A Rollercoaster Bug Fix Journey – PVE Node Shows 'Unknown' Status Failure

2025-09-02

On a Sunday afternoon, Lawtee planned to install RouterOS on PVE for testing, only to find that creating a virtual machine was impossible. The specific issue was that on the VM creation page, the node field displayed “Node epson seems to be offline,” and on the PVE panel, the node showed a gray question mark with a status of “Unknown.” Thus began Old T’s rollercoaster journey of bug fixing.

PVE Storage Device Configuration Conflict

Upon encountering the bug, Lawtee first suspected a node configuration conflict. Although the VMs within the node were running normally, aside from the gray question mark on the node, two storage devices also displayed black question marks.

These two storage devices were actually mechanical hard drives in the host. Previously, Lawtee had mounted these drives and passed them through to VM 100 for use.
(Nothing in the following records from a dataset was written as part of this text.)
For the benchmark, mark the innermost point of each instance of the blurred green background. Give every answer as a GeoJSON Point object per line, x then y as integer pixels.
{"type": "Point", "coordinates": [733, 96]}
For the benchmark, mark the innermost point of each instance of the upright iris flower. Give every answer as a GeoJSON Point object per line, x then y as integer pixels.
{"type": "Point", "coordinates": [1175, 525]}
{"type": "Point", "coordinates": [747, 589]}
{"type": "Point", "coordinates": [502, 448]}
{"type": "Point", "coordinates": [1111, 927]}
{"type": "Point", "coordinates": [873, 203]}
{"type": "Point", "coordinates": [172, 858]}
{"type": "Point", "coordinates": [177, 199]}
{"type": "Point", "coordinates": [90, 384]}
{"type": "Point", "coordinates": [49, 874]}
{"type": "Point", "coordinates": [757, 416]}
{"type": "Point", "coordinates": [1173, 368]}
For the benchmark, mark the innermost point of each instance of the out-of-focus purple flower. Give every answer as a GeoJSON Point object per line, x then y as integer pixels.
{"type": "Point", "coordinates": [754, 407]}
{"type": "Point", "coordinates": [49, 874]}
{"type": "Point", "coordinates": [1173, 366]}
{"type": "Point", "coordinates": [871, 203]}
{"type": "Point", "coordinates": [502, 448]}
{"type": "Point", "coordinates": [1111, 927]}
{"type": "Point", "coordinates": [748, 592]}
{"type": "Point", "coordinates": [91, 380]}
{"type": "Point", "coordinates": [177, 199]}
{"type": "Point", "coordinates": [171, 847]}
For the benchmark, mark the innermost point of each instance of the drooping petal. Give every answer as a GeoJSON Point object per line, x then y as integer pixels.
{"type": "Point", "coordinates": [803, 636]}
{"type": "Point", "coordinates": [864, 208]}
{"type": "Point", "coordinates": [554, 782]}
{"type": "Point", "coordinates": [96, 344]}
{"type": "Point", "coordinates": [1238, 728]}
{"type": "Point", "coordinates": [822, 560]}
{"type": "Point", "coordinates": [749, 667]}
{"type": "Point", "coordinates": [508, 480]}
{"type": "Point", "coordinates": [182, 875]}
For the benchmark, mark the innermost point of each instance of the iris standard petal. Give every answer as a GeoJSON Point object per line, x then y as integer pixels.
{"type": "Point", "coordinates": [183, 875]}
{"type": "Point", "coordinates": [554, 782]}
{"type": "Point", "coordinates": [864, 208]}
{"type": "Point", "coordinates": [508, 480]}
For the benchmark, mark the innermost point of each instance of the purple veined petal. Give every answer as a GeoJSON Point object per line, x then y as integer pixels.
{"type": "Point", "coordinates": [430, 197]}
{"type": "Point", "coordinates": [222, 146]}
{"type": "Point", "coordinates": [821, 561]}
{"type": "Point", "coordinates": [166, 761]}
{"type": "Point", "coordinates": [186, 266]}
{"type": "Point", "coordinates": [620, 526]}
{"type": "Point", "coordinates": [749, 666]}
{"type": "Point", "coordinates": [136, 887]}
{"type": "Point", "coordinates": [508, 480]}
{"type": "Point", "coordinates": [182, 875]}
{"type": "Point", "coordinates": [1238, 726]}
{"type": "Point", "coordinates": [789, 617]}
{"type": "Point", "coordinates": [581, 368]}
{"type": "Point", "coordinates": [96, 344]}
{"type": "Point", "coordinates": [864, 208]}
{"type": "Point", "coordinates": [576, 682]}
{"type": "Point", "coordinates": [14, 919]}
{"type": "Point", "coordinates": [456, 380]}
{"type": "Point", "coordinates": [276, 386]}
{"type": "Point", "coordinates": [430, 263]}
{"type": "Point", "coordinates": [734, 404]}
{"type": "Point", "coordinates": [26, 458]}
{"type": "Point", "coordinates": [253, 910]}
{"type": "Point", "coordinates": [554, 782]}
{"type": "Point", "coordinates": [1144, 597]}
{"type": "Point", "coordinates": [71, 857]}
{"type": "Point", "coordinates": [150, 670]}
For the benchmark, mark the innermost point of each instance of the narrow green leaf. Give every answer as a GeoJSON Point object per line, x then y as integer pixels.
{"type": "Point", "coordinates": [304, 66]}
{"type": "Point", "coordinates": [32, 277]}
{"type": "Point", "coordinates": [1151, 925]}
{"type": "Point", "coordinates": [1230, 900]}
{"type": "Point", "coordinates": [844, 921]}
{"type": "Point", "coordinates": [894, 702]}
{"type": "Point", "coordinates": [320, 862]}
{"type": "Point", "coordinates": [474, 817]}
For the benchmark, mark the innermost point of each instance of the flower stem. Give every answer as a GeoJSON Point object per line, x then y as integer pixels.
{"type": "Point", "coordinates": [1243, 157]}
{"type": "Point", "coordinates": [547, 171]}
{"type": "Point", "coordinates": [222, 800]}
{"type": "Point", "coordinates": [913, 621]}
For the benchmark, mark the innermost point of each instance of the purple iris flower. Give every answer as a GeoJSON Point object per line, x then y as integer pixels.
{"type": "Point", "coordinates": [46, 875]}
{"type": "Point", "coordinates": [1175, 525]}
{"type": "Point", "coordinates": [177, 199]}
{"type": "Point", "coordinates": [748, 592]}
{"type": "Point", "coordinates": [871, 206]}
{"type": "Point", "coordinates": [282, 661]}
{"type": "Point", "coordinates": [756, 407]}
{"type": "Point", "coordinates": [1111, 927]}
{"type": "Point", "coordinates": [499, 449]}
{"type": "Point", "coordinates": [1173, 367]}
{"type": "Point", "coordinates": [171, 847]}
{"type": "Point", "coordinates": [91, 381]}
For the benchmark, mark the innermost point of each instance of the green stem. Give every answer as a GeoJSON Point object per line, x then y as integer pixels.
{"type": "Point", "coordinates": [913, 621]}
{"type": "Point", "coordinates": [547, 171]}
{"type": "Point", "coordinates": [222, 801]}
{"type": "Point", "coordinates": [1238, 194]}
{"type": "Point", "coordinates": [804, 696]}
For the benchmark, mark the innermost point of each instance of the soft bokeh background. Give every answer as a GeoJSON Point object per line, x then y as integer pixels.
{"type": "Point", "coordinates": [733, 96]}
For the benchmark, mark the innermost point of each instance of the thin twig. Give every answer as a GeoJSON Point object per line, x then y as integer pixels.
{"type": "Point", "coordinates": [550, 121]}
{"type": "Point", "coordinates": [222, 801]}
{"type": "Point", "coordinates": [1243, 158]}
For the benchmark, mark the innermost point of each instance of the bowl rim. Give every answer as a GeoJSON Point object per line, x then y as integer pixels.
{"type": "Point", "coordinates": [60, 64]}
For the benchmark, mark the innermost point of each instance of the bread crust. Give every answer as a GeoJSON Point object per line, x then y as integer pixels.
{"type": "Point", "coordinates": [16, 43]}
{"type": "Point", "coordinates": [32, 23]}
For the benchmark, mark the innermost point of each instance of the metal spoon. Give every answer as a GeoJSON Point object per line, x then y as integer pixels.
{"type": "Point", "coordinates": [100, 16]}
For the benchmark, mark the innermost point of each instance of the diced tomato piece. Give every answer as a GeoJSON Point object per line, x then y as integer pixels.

However, since the VM couldn’t read the hard drive temperatures, the storage was detached, and PCI-E hardware passthrough was used instead to pass the SATA controller directly to the VM. This left two outdated storage devices behind.

So, Lawtee directly deleted the two storage devices from the PVE panel and refreshed, but the issue persisted.

Wondering if the cluster state hadn’t updated yet, Lawtee restarted and forcibly refreshed the cluster state while checking the storage mount status.

1systemctl restart pve-cluster
2systemctl restart corosync
3pvesm status

Sure enough, there was an issue with the storage status. The PVE configuration retained the LVM storage definitions for the two HDDs, but the physical disks were no longer visible as they had been passed through to VM 100.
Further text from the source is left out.